Como técnico, acredito que os recursos conquistados só terão efetividade real se acompanhados de metodologias participativas. A população que vive nas margens dos riachos precisa ser protagonista, tanto no planejamento quanto no monitoramento das obras. Afinal, são essas famílias que convivem diariamente com a falta de drenagem, com o risco de enchentes e com a degradação ambiental. Sem participação social, o risco é repetir os erros do passado: soluções de engenharia desconectadas da realidade social. Se existe previsão de relocação de famílias, as mesmas precisam estar cientes desde o princípio.
Além disso, é urgente tirar da gaveta e colocar em prática o Plano Municipal de Saneamento Básico de Juazeiro, instrumento legal e técnico que deve guiar todas as ações em drenagem, abastecimento de água, esgotamento sanitário, manejo de resíduos sólidos e gestão de águas pluviais. Um plano construído com tanto esforço da sociedade civil e dos técnicos não pode se tornar apenas papel arquivado. A construção do projeto em questão precisa leva-lo em consideração, ou toma-lo como base.

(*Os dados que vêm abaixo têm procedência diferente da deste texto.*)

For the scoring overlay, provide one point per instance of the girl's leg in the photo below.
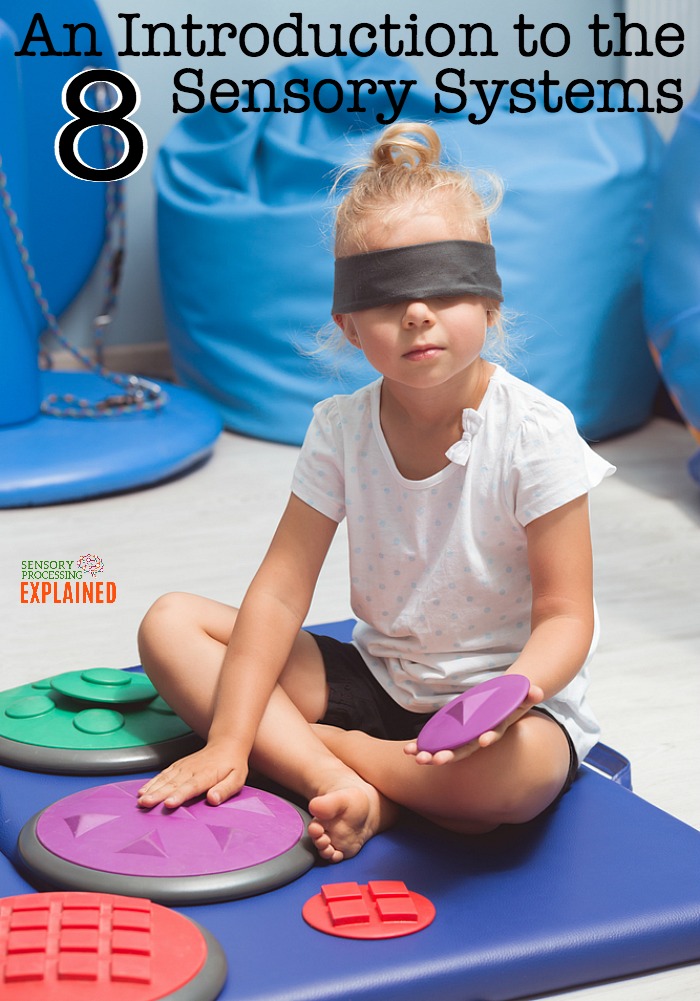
(182, 641)
(509, 783)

A transformação que se anuncia precisa ir além das obras. É hora de devolver aos riachos urbanos de Juazeiro a sua função ecológica, paisagística e cultural. É hora de fazer com que drenagem e urbanização signifiquem qualidade de vida, dignidade e respeito à natureza, e não apenas concreto e asfalto.
Vejo, portanto, essa conquista de R$ 110 milhões não como um fim em si, mas como um ponto de partida. Um ponto para resgatarmos a história dos nossos riachos, para devolvermos ao povo a cidade que merece, e para provarmos que, quando a técnica, a política e a participação popular caminham juntas, é possível transformar realidades que pareciam imutáveis.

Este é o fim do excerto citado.